In my first trip to the sento, the Japanese public baths, I found that most women were very comfortable with their bodies and being in the open as they walked from bath to bath, yet one girl, more attractive and youthful than the others, covered herself up as she walked from bath to bath. I had remembered our discussion in class on how Japanese people would rather be complimented on being exactly like everyone else than on how they were different. It seemed that this girl was trying to hide the youthfulness of her body, which set her apart, in order not to be seen as standing out. To her, her beauty seemed not something to be proud of, but something to hide, even within a group of other women, in an attempt to blend in. Even a positive trait, if it took one outside of the Japanese mold, was call for shame instead of pride. This baffled me, as beauty is lauded a great deal in the U.S. If people felt this much shame from being attractive, I wondered how the Japanese population treated those who struggled with physical deformities and handicaps.
Having only seen one or two handicapped individuals since arriving in Japan, I was unable to draw a conclusion on how Japan handles the minority group yet I discovered, in my research of temples in Kyoto, that people with a disability are admitted to the temples usually at half price and sometimes for free. I am sure that there are many logical reasons for why an individual with a handicap might deserve a lower price, for example, if the temple is not wheelchair accessible, or because they will usually bring a caretaker with them to the temple who will have to pay full admission. Yet for the temples to set a blanket policy reducing prices for individuals with handicaps shocked me. Although I am only making judgments on what I have seen and read firsthand, I believe that it would be very interesting to study the statistics of these populations in comparison with their visibility, as well as to research the way Japan views these groups as a whole.
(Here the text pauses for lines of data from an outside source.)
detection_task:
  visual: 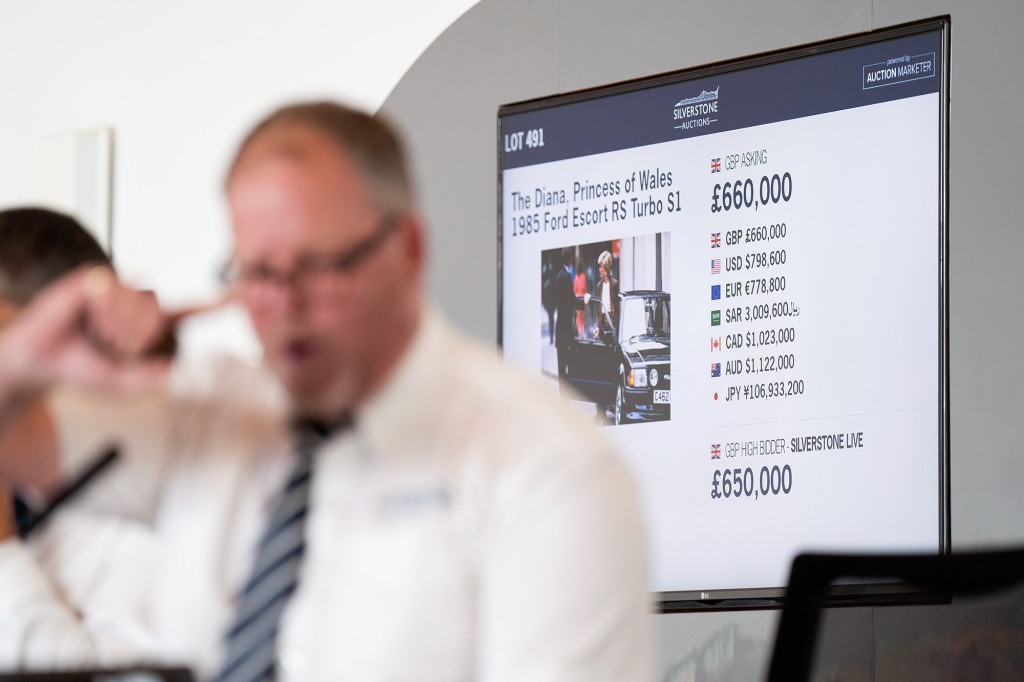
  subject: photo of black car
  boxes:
[564,290,671,425]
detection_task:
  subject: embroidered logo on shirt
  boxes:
[378,486,452,517]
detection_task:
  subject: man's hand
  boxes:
[0,266,172,409]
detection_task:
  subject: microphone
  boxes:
[18,446,120,538]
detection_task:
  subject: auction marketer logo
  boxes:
[673,86,720,132]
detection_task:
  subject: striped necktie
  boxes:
[215,418,344,682]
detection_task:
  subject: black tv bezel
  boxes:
[497,17,951,612]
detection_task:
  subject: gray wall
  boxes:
[381,0,1024,678]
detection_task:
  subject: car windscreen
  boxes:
[621,297,670,341]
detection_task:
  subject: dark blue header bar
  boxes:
[500,26,944,170]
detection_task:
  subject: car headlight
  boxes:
[649,368,659,387]
[628,368,647,387]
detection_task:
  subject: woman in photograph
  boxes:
[594,250,619,334]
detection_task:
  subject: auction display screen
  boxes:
[498,20,949,605]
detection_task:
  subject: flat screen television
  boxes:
[498,17,949,610]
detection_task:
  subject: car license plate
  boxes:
[653,390,671,404]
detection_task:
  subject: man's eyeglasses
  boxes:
[220,213,401,300]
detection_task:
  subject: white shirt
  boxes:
[0,311,653,681]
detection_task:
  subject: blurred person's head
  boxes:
[560,247,573,268]
[223,101,426,420]
[0,207,110,330]
[597,251,612,282]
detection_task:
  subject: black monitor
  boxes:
[498,17,950,610]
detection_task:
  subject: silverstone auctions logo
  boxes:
[673,86,720,131]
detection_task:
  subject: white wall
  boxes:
[0,0,478,356]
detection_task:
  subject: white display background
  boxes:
[503,94,940,594]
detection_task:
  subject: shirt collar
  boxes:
[352,307,447,458]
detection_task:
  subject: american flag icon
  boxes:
[711,258,721,274]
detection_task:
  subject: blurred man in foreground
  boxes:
[0,102,652,681]
[0,210,165,668]
[0,208,114,531]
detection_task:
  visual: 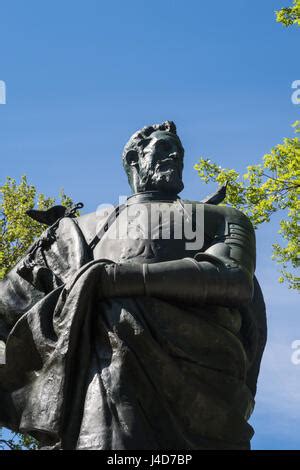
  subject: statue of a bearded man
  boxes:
[0,121,266,450]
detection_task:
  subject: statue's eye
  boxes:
[157,140,171,152]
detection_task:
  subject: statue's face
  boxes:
[134,131,184,194]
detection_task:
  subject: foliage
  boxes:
[0,430,39,450]
[194,123,300,290]
[276,0,300,27]
[0,175,73,280]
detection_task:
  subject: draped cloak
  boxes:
[0,208,267,450]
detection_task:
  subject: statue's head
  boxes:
[122,121,184,195]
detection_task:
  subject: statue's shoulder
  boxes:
[205,203,251,222]
[75,205,114,246]
[207,204,255,235]
[181,199,253,230]
[75,211,100,246]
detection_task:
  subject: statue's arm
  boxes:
[102,207,256,308]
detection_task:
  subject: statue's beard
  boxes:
[137,165,184,194]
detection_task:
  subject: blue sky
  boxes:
[0,0,299,450]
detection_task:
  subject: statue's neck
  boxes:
[126,190,180,205]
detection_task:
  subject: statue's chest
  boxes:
[93,201,205,264]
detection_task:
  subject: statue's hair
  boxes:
[122,120,180,162]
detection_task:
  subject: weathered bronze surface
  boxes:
[0,121,266,449]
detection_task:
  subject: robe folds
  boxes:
[0,216,266,450]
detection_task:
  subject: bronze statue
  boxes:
[0,121,266,449]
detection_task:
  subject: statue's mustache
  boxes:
[136,160,183,192]
[141,164,180,183]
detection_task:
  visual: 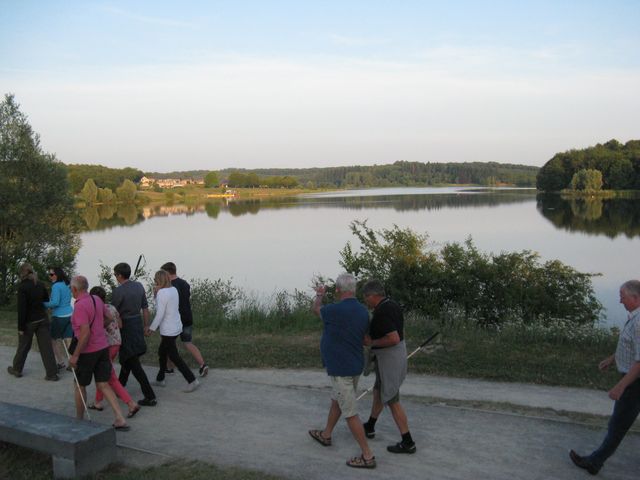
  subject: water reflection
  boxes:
[77,188,537,230]
[537,194,640,238]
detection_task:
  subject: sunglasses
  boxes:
[48,272,56,277]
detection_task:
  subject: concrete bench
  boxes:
[0,401,117,479]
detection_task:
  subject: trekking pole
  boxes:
[357,331,440,401]
[132,254,144,280]
[62,340,91,421]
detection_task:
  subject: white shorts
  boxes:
[330,375,360,418]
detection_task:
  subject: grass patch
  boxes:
[0,442,284,480]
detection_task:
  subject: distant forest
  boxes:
[148,161,538,188]
[67,164,144,194]
[536,139,640,192]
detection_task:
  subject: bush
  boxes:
[340,221,602,326]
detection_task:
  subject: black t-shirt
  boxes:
[171,277,193,327]
[369,298,404,349]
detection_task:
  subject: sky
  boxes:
[1,1,639,172]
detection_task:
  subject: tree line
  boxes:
[536,139,640,192]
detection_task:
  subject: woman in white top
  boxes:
[146,270,199,392]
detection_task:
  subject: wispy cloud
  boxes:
[100,5,198,29]
[328,33,389,47]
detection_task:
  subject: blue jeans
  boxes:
[588,377,640,468]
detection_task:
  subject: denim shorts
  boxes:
[179,325,193,342]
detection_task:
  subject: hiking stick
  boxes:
[132,254,144,280]
[62,340,91,421]
[357,331,440,401]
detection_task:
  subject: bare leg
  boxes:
[52,340,64,364]
[389,402,410,435]
[74,384,87,420]
[322,399,342,439]
[184,342,205,366]
[96,382,127,426]
[346,415,374,459]
[369,388,384,419]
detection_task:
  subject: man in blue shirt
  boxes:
[308,273,376,469]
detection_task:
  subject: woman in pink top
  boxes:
[88,286,140,418]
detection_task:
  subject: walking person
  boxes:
[111,262,157,407]
[67,276,129,430]
[570,279,640,475]
[87,286,140,418]
[361,279,416,455]
[7,263,59,381]
[146,270,199,392]
[44,266,73,371]
[160,262,208,377]
[308,273,376,469]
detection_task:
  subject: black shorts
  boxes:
[76,347,111,386]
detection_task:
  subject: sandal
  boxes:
[88,404,104,411]
[308,429,331,447]
[346,455,376,469]
[127,405,141,418]
[112,423,130,431]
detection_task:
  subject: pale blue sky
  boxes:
[1,1,639,170]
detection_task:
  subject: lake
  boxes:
[75,187,640,327]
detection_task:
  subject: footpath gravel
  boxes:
[1,345,638,480]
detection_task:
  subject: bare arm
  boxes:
[69,324,90,368]
[609,361,640,400]
[368,331,401,348]
[312,285,326,317]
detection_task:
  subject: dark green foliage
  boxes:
[0,94,79,304]
[569,168,603,192]
[537,139,640,192]
[227,171,298,188]
[204,171,219,187]
[67,164,144,194]
[340,221,602,326]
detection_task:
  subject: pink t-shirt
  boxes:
[71,293,109,354]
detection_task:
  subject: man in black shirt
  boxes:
[362,279,416,454]
[161,262,208,377]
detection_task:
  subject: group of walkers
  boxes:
[7,261,209,430]
[6,262,640,474]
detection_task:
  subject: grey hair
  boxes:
[18,263,37,283]
[335,273,357,294]
[621,280,640,297]
[70,275,89,292]
[362,279,386,297]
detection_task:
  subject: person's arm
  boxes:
[148,290,165,333]
[69,324,90,368]
[599,354,616,371]
[369,331,400,348]
[312,285,326,317]
[17,285,27,333]
[43,283,60,308]
[609,361,640,400]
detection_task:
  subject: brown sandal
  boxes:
[308,429,331,446]
[346,455,376,469]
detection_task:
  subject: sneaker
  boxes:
[364,422,376,439]
[387,441,416,454]
[45,374,60,381]
[138,398,157,407]
[184,379,200,393]
[7,366,23,378]
[199,364,209,377]
[153,379,166,387]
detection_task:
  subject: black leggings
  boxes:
[156,335,195,383]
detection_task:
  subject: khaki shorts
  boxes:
[330,375,360,418]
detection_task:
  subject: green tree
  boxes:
[80,178,98,204]
[116,179,137,203]
[97,187,115,204]
[0,94,79,304]
[204,171,219,188]
[569,169,603,192]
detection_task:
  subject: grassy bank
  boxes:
[1,301,620,390]
[0,442,283,480]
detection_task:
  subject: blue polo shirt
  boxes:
[320,298,369,376]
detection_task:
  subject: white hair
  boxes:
[335,273,357,293]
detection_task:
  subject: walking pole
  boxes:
[357,331,440,401]
[132,254,144,280]
[62,340,91,421]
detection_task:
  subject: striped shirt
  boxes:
[615,307,640,373]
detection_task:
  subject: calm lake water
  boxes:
[75,187,640,327]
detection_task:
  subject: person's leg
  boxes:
[156,337,169,382]
[128,355,156,400]
[389,401,410,435]
[105,346,135,408]
[165,336,196,383]
[118,357,132,387]
[346,415,374,460]
[321,399,342,439]
[34,321,58,377]
[184,342,205,366]
[96,382,128,427]
[12,323,35,373]
[74,383,88,419]
[588,381,640,469]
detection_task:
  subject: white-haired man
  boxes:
[308,273,376,469]
[570,279,640,475]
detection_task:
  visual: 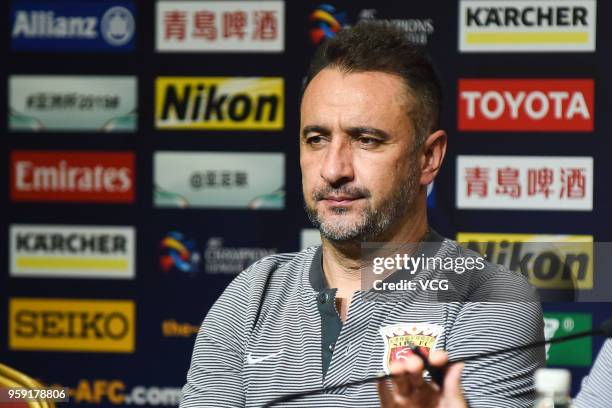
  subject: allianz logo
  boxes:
[13,11,97,38]
[12,7,134,45]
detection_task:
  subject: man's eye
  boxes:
[307,136,323,144]
[358,137,378,145]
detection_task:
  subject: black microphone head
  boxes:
[599,318,612,337]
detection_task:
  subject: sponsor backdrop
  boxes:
[2,0,611,405]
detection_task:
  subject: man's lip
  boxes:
[321,196,363,204]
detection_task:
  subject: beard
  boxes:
[304,162,421,242]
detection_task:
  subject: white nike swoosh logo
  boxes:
[246,350,282,365]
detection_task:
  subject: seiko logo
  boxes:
[465,6,588,27]
[12,11,98,39]
[9,298,135,352]
[14,160,132,193]
[14,310,130,340]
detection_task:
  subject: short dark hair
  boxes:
[302,20,442,147]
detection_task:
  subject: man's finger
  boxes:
[389,360,414,396]
[377,377,393,407]
[428,350,449,367]
[389,356,427,396]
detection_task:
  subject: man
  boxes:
[180,21,544,407]
[574,338,612,407]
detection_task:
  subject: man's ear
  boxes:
[419,130,447,185]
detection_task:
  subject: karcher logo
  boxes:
[155,77,284,130]
[465,5,588,27]
[9,298,135,352]
[10,225,135,279]
[456,233,593,289]
[459,0,596,52]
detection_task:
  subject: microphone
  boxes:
[263,317,612,407]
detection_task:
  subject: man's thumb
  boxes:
[442,363,465,400]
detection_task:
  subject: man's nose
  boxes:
[320,136,354,186]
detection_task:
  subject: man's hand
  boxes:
[377,351,467,408]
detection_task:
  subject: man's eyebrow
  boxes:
[346,127,391,140]
[302,125,330,138]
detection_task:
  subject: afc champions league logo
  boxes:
[309,4,347,45]
[101,6,135,46]
[379,323,444,374]
[159,232,201,276]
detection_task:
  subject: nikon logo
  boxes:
[457,233,593,289]
[459,0,596,52]
[155,77,284,130]
[9,298,135,352]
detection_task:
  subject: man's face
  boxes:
[300,68,422,242]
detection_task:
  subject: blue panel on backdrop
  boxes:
[10,0,135,51]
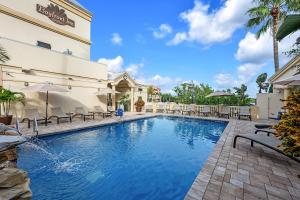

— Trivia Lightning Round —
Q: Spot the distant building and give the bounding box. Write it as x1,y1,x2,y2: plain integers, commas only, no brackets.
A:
0,0,150,116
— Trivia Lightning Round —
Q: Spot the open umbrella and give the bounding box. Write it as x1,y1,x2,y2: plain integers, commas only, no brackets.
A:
23,82,68,126
206,91,234,112
273,74,300,86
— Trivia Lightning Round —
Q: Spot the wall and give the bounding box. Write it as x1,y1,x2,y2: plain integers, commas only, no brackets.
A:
0,37,108,118
0,0,91,59
256,93,282,119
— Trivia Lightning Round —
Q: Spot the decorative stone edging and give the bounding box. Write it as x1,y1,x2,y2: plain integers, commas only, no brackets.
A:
0,136,32,200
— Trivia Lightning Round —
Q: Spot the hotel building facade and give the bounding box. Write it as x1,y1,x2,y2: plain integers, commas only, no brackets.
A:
0,0,149,117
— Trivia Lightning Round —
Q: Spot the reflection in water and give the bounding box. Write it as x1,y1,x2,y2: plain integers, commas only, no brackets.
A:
173,117,226,148
18,116,226,200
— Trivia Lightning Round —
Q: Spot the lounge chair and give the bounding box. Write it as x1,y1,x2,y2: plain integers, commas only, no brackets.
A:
238,106,251,121
90,106,112,118
233,131,300,163
73,107,95,121
48,107,72,124
166,104,177,114
199,106,211,116
156,103,165,113
21,108,46,128
219,106,230,119
145,104,153,113
182,105,193,115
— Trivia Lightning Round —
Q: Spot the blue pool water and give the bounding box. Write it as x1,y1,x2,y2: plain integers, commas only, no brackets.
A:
18,116,227,200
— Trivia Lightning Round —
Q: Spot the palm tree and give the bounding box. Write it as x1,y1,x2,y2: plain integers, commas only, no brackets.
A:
0,45,9,63
246,0,300,73
256,73,269,93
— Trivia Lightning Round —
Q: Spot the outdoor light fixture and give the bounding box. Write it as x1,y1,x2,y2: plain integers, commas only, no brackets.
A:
68,85,72,90
24,82,29,87
22,69,33,74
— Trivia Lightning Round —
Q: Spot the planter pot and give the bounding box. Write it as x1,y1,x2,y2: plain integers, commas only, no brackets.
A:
136,107,142,112
0,115,13,125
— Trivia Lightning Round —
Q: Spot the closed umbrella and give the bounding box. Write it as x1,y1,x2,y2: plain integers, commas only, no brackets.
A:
23,82,68,126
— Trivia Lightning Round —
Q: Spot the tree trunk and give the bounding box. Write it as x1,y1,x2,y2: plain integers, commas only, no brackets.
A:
272,7,280,72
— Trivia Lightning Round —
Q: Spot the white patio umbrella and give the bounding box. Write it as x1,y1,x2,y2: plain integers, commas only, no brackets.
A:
206,91,234,112
22,82,68,126
273,74,300,86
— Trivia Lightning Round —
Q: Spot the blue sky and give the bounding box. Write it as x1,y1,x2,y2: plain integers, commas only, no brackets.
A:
79,0,299,97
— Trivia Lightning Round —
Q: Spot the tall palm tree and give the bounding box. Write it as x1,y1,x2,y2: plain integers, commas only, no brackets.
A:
0,45,9,63
246,0,300,73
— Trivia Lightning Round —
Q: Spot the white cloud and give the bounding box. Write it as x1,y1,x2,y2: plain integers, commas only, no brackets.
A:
169,0,252,45
98,56,144,78
214,31,300,96
137,75,183,93
236,32,300,65
98,56,124,74
126,63,144,76
111,33,123,45
153,24,173,39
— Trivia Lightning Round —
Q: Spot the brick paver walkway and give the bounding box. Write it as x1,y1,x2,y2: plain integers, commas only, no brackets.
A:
185,120,300,200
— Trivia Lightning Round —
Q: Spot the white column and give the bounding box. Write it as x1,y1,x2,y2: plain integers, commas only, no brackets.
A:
112,85,116,110
131,87,134,112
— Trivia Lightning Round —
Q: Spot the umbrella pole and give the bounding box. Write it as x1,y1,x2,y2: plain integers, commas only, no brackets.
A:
45,90,48,126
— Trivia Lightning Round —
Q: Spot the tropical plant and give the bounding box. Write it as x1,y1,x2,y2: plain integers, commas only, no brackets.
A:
0,45,9,63
0,87,25,116
274,91,300,157
246,0,300,72
234,84,252,105
256,73,269,93
118,94,130,106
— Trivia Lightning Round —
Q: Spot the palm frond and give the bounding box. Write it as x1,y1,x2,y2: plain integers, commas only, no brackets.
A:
256,19,272,38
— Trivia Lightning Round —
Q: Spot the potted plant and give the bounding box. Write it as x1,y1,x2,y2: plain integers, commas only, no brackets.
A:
118,94,130,111
135,97,145,112
0,87,25,125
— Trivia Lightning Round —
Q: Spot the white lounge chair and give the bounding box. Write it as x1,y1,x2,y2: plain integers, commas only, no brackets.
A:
21,108,46,128
199,106,211,116
145,104,153,113
73,107,95,121
48,107,72,124
219,106,230,119
238,106,251,121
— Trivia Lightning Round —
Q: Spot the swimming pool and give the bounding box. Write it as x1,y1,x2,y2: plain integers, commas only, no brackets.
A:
18,116,227,200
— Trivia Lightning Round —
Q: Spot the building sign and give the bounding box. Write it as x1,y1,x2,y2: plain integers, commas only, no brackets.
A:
36,3,75,28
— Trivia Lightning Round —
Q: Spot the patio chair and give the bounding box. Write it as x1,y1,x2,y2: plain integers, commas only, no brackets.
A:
48,107,72,124
182,105,193,115
238,106,251,121
90,106,112,118
145,104,153,113
166,104,177,114
233,131,300,163
21,108,46,128
73,107,95,121
199,106,211,116
219,106,230,119
156,103,165,113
Perhaps the things that shocked me the most was not that these minorities exist and are discriminated against, but instead that there is not the same type of positive/negative split here, with some groups being special in a good way (beauty) and others being special in what is viewed as a negative way (obesity, disability). In Japan, it seems that anything that makes a person different is interpreted as a negative trait. To break the mold here in Japan, one only needs to catch the eye for a second. This leads me to believe that a study of these visible minorities would be every bit as rich as the study of the ethnical minority groups for a completely different set of reasons. To be Japanese in Japan, one needs not only have the right ancestry, but also the right look. Lacking either one can set an individual apart as a member of a minority group.